Greatest hits album by Dio
- Released: October 3, 2000
- Genre: Heavy metal
- Length: 78:09
- Label: WEA/Rhino
- Producer: Ronnie James Dio

Dio compilations chronology
| Dio: Master Series (1999) | The Very Beast of Dio (2000) | Anthology Vol.2 (2001) |

= The Very Beast of Dio =

The Very Beast of Dio is the second greatest hits collection CD from the American heavy metal band Dio. The first to be released in the U.S., it has sold over 400,000 copies, according to SoundScan.
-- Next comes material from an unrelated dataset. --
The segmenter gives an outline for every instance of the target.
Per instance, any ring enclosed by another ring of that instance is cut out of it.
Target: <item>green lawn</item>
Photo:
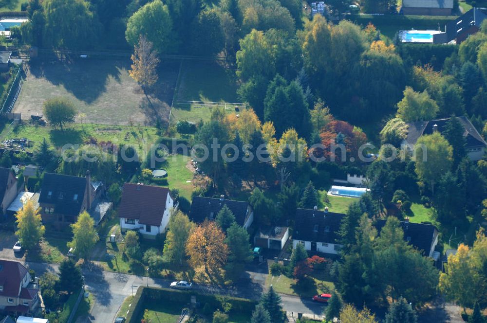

As of 2009, it has been certified Gold by the RIAA, having sold more than 500,000 copies in the US.

A follow-up compilation, The Very Beast of Dio Vol. 2, was released on October 9, 2012.

Professional ratings
Review scores
| Source | Rating |
| Allmusic |  |
| The Rolling Stone Album Guide |  |

==Track listing==

| No. | Title | Writer(s) | Original album | Length |
|---|---|---|---|---|
| 1. | "Stand Up and Shout" | Ronnie James Dio, Jimmy Bain | Holy Diver | 3:19 |
| 2. | "Holy Diver" | Dio | Holy Diver | 5:54 |
| 3. | "Rainbow in the Dark" | Dio, Vivian Campbell, Bain, Vinny Appice | Holy Diver | 4:16 |
| 4. | "Straight Through the Heart" | Dio, Bain | Holy Diver | 4:36 |
| 5. | "We Rock" | Dio | The Last in Line | 4:35 |
| 6. | "The Last in Line" | Dio, Campbell, Bain | The Last in Line | 5:47 |
| 7. | "Mystery" | Dio, Bain | The Last in Line | 3:58 |
| 8. | "King of Rock and Roll" | Dio, Campbell, Bain, Appice | Sacred Heart | 3:52 |
| 9. | "Sacred Heart" | Dio, Campbell, Bain, Appice | Sacred Heart | 6:28 |
| 10. | "Hungry for Heaven" | Dio, Bain | Sacred Heart | 4:11 |
| 11. | "Rock 'n' Roll Children" | Dio | Sacred Heart | 4:33 |
| 12. | "Man on the Silver Mountain (live)" | Ritchie Blackmore, Dio | Intermission | 2:29 |
| 13. | "Dream Evil" | Dio, Craig Goldy | Dream Evil | 4:29 |
| 14. | "I Could Have Been a Dreamer" | Dio, Goldy | Dream Evil | 4:44 |
| 15. | "Lock Up the Wolves" | Dio, Rowan Robertson, Bain | Lock Up the Wolves | 8:34 |
| 16. | "Strange Highways" | Dio, Appice, Tracy G, Jeff Pilson | Strange Highways | 6:53 |

==Credits==
- Ronnie James Dio - vocals, keyboards
- Vivian Campbell - guitars
- Craig Goldy - guitars on tracks 13, 14
- Rowan Robertson - guitars on track 15
- Tracy G – guitars on track 16
- Jimmy Bain - bass
- Teddy Cook - bass on track 15
- Jeff Pilson – bass, keyboards on track 16
- Vinny Appice - drums
- Simon Wright - drums on track 15
- Jason S Zwingelberg - Triangle
- Claude Schnell - keyboards
- Jens Johansson - keyboards on track 15

==Certifications==

| Region | Certification | Certified units/sales |
| United States (RIAA) | Gold | 500,000^{^} |
^{^} Shipments figures based on certification alone.